WASHINGTON, September 26. /ITAR-TASS/. Ukraine needs official foreign assistance in the amount “closer to $100 billion rather than the $55 billion that the IMF is now estimating” to save its economy, American economist Desmond Lachman wrote in his blog on The Hill newspaper website on Wednesday.

The former International Monetary Fund (IMF) executive and now analyst at the American Enterprise Institute says “it is all too likely that the IMF is lowballing Ukraine’s needs in much the same way as it did in its Greek bailout programme.” He says the estimates are growing now the same as in the past. “Last May, at the time it launched its Ukraine lending programme, the IMF estimated that Ukraine might need around $35 billion in official external support. Today, some six months later, it is estimating that Ukraine might need around $55 billion in official external financing.”

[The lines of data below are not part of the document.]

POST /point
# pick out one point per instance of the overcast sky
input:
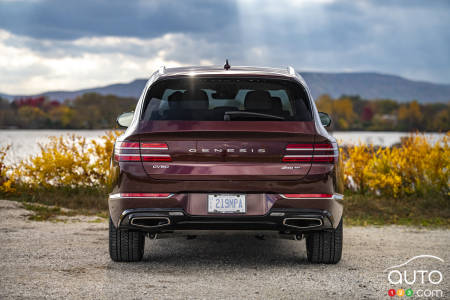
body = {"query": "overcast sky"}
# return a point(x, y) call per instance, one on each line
point(67, 45)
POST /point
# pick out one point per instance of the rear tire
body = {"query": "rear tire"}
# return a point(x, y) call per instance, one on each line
point(125, 245)
point(325, 247)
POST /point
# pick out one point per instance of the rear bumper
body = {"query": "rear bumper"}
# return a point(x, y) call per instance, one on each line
point(188, 212)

Lachman says, “One would have thought that this question would have been the main topic under discussion during [Ukrainian President Petro] Poroshenko’s U.S. visit. If Kiev “might need at least an additional $19 billion of external official support to see it through 2015, the White House has agreed to provide Ukraine around an additional $50 million in assistance. This leaves unanswered the basic question as to from where the remaining $18.95 billion is to be obtained,” the analyst says.

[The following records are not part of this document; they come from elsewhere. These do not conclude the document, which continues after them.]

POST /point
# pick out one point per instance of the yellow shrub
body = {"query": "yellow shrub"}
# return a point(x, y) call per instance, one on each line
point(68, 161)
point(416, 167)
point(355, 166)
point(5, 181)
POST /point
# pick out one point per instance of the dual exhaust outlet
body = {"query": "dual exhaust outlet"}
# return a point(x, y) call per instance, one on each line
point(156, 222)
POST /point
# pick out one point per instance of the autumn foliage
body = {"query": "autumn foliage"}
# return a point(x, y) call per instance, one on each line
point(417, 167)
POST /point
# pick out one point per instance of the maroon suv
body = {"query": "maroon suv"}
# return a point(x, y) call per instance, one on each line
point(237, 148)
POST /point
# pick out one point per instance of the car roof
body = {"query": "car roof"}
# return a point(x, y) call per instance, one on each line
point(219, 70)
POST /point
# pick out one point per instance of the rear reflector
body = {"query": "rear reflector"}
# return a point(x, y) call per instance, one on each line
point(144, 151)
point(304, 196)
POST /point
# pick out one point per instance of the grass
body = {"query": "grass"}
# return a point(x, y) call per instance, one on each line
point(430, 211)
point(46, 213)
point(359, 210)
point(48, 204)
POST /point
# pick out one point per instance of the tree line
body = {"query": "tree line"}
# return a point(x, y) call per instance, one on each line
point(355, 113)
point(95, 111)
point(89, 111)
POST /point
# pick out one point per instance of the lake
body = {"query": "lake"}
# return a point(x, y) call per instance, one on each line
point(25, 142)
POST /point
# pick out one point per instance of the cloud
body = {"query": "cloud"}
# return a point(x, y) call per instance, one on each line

According to him, “This is not to argue that Ukraine’s economy is not worth supporting, especially considering the country’s geopolitical importance to the West. Rather, it is to argue that the U.S. taxpayer deserves a transparent and realistic discussion of how much money supporting Ukraine will in the end cost the official international community.” “In that respect, one has to hope that [U.S.] policymakers do not resort to backdoor financing of Ukraine through the IMF without appropriate legislative approval. This is all the more so the case considering that any further substantial IMF lending to this war-torn country runs the risk of significantly compromising the IMF's balance sheet and undermining its credibility as a condition-based lender,” the analyst says.

Meanwhile, the IMF existing programme for Ukraine is estimated at some $17 billion for the next two years. IMF Communications Director Gerry Rice told reporters at a briefing on Thursday that Kiev had not officially asked for this programmes revision, although it is the key part of the international assistance package on the tentative amounts of which Lachman commented.

The Hill newspaper is written for and about the U.S. Congress, with a special focus on business and lobbying, political campaigns and other events on Capitol Hill. The newspaper features investigative reporting, profiles of lawmakers and aides, features describing the sociology and politics of the Hill.